The server resolves the native thread synchronously. If your JS handler throws before calling `sendResponse`, the request will hang until the native timeout fires. Always wrap your handler in `try/catch` and call `sendResponse` in both branches.

### `ERR_INVALID_HTTP_RESPONSE` on Android

NanoHTTPD does not handle keep-alive correctly under rapid sequential requests. The plugin forces `Connection: close` on every response. If you are still seeing this error, ensure you are on the latest version.

### Server returns `127.0.0.1` instead of the LAN IP

This happens when WiFi is disconnected or the `WifiManager` / `en0` interface returns no address. Verify the device is connected to WiFi before calling `connect()`.
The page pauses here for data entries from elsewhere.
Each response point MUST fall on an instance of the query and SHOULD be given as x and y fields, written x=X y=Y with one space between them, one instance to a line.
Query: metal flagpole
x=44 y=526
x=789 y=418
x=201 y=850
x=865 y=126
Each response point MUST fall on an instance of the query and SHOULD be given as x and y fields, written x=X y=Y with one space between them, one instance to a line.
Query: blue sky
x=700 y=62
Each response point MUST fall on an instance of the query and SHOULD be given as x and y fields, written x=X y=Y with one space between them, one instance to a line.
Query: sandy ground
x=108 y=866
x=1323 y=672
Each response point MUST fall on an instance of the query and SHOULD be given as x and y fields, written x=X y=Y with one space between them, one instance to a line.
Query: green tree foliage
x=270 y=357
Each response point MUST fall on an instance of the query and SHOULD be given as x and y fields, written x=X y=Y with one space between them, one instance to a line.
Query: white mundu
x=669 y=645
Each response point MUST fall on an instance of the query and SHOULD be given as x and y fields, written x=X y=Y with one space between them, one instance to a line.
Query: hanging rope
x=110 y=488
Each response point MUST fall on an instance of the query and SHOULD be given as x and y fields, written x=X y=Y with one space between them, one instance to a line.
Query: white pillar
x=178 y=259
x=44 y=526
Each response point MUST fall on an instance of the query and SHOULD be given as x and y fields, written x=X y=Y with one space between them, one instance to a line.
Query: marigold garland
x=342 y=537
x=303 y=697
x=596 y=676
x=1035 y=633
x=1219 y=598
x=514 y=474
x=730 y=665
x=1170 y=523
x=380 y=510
### iOS server not reachable from Android

Ensure:
1. Both devices are on the **same WiFi network**
2. `NSAllowsLocalNetworking` and `NSAllowsArbitraryLoads` are set in `Info.plist`
3. The client is using the IP returned by `connect()`, not `localhost`

---

## Contributing

Clone the repository and install dependencies:

```bash
git clone https://github.com/cappitolian/http-local-server-swifter
cd http-local-server-swifter
npm install
```

Run the example project:

```bash
cd example
npm install
npx cap sync
# Open in Android Studio or Xcode
```

> ⚠️ Changes to native Swift/Java code require recompilation from the IDE. `npx cap sync` only syncs web assets.

---

## Changelog

See [CHANGELOG.md](./CHANGELOG.md) for the full list of changes.

---

## License

MIT — see [LICENSE](./LICENSE) for details.